By Lucy Atherton, PR extraordinaire.
As a former BBC journalist now working in PR (Public Relations), I am a classic ‘poacher turned gamekeeper’. From my broadcasting experience, I know what sort of story newsrooms are likely to respond to. In addition, I how to follow it up to ensure my clients are seen in the best positive light. But I also know that reporters hate to think they are being ‘spoon fed’ and would rather find a story themselves. It’s a tricky relationship to get right.
It’s always good to get professional advice if you’re planning to seek press coverage of an event or business achievement, as there are many pitfalls you could accidentally fall into. Equally, if you are dealing with an adverse event and fielding the fall-out from some bad publicity I would strongly advise that you get outside help.

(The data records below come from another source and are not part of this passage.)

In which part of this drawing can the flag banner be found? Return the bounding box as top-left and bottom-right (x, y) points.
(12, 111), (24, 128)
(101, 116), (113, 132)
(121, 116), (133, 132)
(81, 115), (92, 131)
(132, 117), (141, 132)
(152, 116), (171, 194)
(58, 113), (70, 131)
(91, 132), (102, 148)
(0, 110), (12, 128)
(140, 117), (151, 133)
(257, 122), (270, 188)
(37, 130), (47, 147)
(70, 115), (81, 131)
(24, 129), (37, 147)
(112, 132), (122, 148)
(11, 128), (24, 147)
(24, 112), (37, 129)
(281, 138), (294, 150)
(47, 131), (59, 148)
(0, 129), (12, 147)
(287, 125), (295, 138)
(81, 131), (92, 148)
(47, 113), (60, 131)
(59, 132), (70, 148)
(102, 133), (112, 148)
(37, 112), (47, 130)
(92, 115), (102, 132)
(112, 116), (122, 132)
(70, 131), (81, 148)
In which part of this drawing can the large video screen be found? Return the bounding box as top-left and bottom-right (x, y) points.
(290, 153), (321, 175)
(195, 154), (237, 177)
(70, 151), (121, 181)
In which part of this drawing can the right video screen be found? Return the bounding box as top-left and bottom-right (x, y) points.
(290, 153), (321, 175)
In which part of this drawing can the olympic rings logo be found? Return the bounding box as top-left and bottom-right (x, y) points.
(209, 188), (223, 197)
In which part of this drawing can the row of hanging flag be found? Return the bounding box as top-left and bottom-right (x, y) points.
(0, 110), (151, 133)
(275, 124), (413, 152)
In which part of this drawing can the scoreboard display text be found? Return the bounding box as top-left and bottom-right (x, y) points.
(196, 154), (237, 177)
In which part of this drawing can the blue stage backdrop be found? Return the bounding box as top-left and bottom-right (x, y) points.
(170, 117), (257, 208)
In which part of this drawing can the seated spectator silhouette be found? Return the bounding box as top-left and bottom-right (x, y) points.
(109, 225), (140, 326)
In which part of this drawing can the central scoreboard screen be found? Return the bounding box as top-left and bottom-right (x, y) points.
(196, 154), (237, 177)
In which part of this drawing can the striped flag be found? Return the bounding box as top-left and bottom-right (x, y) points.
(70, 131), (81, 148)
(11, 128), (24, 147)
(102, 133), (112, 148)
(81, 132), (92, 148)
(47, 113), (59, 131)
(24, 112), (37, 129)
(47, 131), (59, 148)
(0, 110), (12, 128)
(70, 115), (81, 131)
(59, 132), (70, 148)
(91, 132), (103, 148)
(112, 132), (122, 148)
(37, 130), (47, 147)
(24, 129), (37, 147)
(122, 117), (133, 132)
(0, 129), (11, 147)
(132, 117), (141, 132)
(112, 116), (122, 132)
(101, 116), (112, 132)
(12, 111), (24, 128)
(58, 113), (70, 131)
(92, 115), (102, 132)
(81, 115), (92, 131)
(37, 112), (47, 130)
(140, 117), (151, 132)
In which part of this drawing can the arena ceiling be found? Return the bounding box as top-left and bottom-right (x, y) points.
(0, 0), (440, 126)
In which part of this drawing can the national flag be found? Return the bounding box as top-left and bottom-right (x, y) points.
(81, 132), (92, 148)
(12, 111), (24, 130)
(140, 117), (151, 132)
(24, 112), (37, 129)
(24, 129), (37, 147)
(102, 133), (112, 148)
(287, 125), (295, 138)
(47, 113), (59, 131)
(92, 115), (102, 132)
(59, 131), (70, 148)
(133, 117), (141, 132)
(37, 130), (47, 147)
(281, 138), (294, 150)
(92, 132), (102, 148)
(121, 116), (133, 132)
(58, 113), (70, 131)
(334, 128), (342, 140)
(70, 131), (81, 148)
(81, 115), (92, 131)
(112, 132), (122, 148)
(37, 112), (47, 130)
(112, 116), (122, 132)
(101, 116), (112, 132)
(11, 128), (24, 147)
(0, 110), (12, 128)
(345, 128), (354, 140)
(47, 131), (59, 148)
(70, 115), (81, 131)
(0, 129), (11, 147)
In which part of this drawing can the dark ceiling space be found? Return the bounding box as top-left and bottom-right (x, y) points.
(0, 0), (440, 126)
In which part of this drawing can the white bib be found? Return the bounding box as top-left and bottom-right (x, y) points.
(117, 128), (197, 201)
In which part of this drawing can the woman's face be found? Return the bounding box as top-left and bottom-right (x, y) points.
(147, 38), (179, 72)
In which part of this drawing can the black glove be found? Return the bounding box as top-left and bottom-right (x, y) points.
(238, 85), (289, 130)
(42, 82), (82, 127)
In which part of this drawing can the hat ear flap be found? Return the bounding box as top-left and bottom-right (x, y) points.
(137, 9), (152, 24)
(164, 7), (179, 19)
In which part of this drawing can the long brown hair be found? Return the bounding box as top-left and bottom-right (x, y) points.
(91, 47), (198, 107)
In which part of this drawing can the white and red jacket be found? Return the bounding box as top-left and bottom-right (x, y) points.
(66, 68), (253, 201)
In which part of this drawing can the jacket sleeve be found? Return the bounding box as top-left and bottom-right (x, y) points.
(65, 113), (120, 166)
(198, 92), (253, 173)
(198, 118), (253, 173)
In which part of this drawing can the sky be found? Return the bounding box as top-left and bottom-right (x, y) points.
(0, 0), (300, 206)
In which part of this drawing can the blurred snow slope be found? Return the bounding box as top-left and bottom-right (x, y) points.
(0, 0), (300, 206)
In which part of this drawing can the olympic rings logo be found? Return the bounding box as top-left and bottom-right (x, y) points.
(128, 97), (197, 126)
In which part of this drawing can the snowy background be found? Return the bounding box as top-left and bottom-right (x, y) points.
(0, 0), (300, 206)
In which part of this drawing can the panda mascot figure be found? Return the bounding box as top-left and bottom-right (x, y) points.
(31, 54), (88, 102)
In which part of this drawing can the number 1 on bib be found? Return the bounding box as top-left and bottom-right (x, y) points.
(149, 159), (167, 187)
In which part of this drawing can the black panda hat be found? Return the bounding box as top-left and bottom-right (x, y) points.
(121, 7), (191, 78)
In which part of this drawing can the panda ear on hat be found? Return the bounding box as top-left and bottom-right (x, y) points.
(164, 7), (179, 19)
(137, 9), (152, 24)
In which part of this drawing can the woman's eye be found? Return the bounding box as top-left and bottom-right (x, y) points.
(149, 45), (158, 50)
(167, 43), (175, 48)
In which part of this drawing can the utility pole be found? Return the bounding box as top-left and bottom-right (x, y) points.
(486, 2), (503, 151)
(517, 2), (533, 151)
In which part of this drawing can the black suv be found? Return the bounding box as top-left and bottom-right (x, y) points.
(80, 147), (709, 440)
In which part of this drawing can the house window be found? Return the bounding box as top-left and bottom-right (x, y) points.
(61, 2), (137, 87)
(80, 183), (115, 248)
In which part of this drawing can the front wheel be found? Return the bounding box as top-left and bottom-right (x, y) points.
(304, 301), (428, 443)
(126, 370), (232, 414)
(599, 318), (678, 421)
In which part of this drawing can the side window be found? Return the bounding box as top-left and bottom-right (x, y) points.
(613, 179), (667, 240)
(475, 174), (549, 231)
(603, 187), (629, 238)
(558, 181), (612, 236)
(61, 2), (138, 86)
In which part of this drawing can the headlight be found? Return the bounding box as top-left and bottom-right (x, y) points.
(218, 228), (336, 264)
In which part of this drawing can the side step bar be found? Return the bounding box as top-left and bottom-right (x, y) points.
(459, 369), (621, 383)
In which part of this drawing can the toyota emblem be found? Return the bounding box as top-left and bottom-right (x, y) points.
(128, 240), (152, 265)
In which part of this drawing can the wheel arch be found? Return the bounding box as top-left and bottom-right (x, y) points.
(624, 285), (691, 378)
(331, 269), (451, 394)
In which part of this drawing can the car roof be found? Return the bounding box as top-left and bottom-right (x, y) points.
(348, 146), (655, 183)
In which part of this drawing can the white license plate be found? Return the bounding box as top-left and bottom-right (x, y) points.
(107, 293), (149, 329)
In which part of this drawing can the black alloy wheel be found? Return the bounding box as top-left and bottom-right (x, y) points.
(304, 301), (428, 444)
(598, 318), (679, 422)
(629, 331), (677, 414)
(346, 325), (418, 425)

However, there’s no reason why your company shouldn’t contact a news organisation directly with a ‘good news story’. So what’s the best way to pitch your story to a newspaper, magazine, radio station or tv channel?
Here are some tips:
- Write a press release. This will have the story details, a quote from a key person in your business and contact details. Also, dates and timings if it is an event invitation, as well as photos.

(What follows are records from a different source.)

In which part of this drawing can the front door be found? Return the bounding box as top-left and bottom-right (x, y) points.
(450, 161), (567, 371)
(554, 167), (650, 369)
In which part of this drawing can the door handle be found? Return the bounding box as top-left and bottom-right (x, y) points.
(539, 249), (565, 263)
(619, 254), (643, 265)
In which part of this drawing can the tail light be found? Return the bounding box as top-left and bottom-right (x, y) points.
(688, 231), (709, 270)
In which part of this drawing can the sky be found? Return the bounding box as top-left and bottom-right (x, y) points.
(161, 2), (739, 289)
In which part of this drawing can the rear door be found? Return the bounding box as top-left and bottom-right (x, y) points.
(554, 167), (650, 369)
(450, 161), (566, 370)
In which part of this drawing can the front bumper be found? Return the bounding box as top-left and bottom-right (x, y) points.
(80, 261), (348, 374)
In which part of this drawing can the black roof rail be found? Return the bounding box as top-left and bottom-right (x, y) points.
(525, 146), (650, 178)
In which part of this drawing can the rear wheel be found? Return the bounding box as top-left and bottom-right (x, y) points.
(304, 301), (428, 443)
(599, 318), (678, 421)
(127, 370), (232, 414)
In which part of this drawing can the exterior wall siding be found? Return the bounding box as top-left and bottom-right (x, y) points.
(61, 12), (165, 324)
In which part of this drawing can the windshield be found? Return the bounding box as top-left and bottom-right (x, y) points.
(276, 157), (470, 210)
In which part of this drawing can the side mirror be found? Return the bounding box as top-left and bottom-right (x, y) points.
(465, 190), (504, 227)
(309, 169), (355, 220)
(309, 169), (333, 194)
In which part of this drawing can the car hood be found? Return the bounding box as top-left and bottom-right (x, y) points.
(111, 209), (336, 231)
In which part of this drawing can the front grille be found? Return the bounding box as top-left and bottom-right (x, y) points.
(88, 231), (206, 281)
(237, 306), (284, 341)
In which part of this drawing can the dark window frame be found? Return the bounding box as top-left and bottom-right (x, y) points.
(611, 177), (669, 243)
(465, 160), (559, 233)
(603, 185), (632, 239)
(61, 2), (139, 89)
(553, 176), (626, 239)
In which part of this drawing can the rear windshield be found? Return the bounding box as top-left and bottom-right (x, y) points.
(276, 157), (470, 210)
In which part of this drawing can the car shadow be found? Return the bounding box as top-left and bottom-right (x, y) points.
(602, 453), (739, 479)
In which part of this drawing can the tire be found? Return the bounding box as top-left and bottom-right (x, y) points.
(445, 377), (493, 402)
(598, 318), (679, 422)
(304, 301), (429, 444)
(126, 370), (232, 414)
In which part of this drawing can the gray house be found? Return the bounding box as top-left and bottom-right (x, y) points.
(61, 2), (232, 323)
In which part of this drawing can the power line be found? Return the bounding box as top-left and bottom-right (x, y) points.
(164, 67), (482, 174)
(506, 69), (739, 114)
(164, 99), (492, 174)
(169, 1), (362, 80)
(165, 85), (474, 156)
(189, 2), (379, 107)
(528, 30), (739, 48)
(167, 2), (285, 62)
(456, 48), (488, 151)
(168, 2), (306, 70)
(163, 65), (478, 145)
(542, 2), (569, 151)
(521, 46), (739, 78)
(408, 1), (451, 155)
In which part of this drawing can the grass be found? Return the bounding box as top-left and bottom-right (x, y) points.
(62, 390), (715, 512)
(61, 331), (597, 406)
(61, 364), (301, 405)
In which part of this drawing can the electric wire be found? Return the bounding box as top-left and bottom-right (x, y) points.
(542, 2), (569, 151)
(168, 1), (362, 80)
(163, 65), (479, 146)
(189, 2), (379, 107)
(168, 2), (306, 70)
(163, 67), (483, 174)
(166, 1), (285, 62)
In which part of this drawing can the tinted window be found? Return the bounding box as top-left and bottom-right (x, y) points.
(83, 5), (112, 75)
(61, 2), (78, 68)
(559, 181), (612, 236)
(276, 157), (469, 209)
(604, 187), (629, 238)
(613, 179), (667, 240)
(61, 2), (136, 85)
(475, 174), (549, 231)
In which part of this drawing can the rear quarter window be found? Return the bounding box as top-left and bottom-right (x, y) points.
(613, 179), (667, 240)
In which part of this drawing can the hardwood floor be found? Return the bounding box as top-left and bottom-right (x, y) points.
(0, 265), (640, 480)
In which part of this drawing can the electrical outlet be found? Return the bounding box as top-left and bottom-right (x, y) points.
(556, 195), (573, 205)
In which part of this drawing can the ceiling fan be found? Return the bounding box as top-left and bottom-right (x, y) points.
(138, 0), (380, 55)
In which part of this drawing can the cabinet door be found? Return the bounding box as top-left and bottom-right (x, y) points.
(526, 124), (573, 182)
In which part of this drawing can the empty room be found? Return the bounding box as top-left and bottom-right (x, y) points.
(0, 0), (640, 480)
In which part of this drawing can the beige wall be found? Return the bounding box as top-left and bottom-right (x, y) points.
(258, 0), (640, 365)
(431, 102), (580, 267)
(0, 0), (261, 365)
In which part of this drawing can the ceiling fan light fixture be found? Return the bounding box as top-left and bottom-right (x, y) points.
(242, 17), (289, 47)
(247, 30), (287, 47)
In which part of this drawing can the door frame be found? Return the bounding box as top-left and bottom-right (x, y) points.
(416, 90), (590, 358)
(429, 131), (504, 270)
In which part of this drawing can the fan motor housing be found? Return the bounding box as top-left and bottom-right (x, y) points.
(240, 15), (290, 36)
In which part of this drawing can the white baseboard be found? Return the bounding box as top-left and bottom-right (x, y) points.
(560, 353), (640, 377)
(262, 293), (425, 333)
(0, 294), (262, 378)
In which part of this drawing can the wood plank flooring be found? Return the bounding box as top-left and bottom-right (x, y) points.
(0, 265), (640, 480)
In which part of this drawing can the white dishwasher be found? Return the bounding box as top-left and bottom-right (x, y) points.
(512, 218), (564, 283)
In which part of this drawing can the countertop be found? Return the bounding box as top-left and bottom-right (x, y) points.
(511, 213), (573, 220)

- Email the relevant publication but don’t ‘mail merge’, try to send individual press releases to each organisation and find out who to send it to directly, such as the planning editor or a specialist reporter.

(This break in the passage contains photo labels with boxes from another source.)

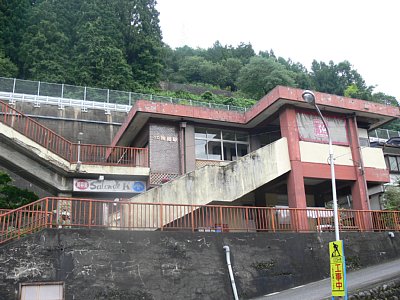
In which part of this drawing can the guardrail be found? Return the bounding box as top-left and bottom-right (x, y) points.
(369, 128), (400, 140)
(0, 101), (148, 167)
(0, 77), (247, 113)
(0, 198), (400, 244)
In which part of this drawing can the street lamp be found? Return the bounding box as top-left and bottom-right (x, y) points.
(76, 132), (83, 171)
(301, 90), (340, 241)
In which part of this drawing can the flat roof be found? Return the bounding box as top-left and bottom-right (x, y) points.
(112, 86), (400, 146)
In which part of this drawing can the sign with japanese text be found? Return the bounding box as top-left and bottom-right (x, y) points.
(329, 241), (346, 297)
(313, 118), (328, 138)
(73, 178), (146, 193)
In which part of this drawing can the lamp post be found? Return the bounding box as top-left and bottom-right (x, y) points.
(301, 90), (340, 241)
(76, 132), (83, 171)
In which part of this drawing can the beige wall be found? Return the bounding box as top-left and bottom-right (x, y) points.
(132, 138), (290, 204)
(361, 147), (386, 169)
(299, 141), (353, 166)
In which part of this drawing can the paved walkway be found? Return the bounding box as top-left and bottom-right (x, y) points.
(253, 259), (400, 300)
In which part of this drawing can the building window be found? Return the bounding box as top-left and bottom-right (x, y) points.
(386, 156), (400, 173)
(195, 128), (249, 161)
(19, 282), (65, 300)
(296, 112), (349, 145)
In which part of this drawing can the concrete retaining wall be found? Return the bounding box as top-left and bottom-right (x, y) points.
(0, 229), (400, 300)
(132, 138), (290, 204)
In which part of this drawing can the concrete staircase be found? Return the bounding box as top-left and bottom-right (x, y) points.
(131, 138), (290, 205)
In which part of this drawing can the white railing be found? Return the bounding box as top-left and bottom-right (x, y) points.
(0, 77), (246, 113)
(369, 128), (400, 142)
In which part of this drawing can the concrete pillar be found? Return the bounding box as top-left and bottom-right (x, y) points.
(279, 107), (308, 230)
(348, 118), (369, 210)
(56, 193), (73, 228)
(347, 118), (372, 229)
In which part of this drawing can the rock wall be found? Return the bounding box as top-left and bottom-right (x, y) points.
(0, 229), (400, 300)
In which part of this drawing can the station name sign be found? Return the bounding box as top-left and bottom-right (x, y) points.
(73, 178), (146, 193)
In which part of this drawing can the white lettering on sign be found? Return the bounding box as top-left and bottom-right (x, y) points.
(153, 135), (178, 143)
(73, 179), (146, 193)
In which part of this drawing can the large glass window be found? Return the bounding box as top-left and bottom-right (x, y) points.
(386, 156), (400, 173)
(195, 128), (249, 161)
(296, 112), (349, 145)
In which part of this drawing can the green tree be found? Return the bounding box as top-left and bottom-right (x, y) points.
(121, 0), (163, 86)
(0, 50), (18, 77)
(0, 0), (35, 74)
(74, 0), (132, 90)
(222, 58), (243, 91)
(384, 186), (400, 211)
(311, 60), (374, 100)
(0, 171), (39, 209)
(238, 57), (296, 99)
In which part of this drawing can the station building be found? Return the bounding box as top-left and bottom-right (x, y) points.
(108, 86), (399, 210)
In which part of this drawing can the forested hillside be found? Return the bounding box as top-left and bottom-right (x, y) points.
(0, 0), (398, 122)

- Phone the news organisation to let them know you’ve emailed them, alert them to the date if it’s an invitation to an event. Try to find out which reporter or photographer is likely to be covering the story and ask to speak to them.
- If you are hoping to have a regular spot in a newspaper or on a radio station, it might be best to try to establish a relationship with a journalist or even better an editor. Arrange to meet them, take them out for a coffee and let them get to know you and our business.
- Remember newsrooms are busy places. No one has time to open endless emails and even the catchiest subject line might just be glanced at and then ignored, so the personal approach is always best.